The official decision of a recession is based on a set of data, and most economists say that a negative second-quarter GDP could constitute a “technical recession,” but the US doesn’t appear to be in a complete recession right now. So far, employment has been well maintained, and the picture of consumer spending, which accounts for two-thirds of economic activity, is still mixed.

Currently, Q3 GDP looks sluggish for now. And what happens the rest of the summer and beyond will depend, at least in part, on what the Fed is doing and how people respond to efforts to control inflation.

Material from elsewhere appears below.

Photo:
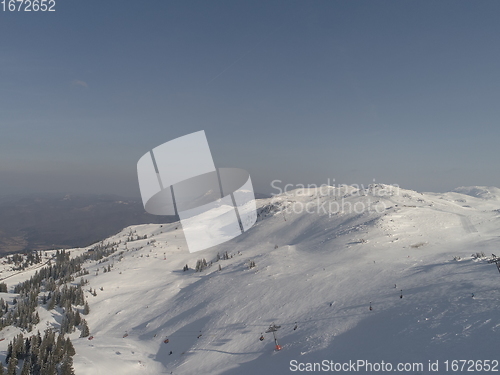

The Fed’s rate move on Wednesday marks its fourth hike this year and raises the benchmark interest rate to nearly 2.5%, a neutral level that is neither stimulating nor limiting to the economy.

Now the question is, how much more will the central bank do? In their June forecasts, Fed officials expected key interest rates to end the year at nearly 3.5%. And Fed Chairman Jerome H. Powell could provide more guidance at a press conference on Wednesday afternoon.

However, there are several factors that will affect inflation and growth, including the Ukraine war, the global economic situation, and China’s containment of the epidemic, which are highly uncertain and far beyond the control of the Fed.

Supply chain problems in ports and other parts of the logistics system have eased somewhat in recent weeks, but parts and goods are still scarce, especially for new cars.

Shawn DuBravac, economist and president of the consulting firm Avrio Institute, says it will take time for order backs to clear and businesses to adapt to supply chain changes. But he said more companies don’t have the pricing power they had at the beginning of the year because of slowing demand and relatively high inventories of items like clothing.

Recently, several large companies, including Microsoft, General Motors, Alphabet and Walmart, have reported lower earnings. And businesses in finance, housing and some other sectors are lowering prospects and cutting jobs.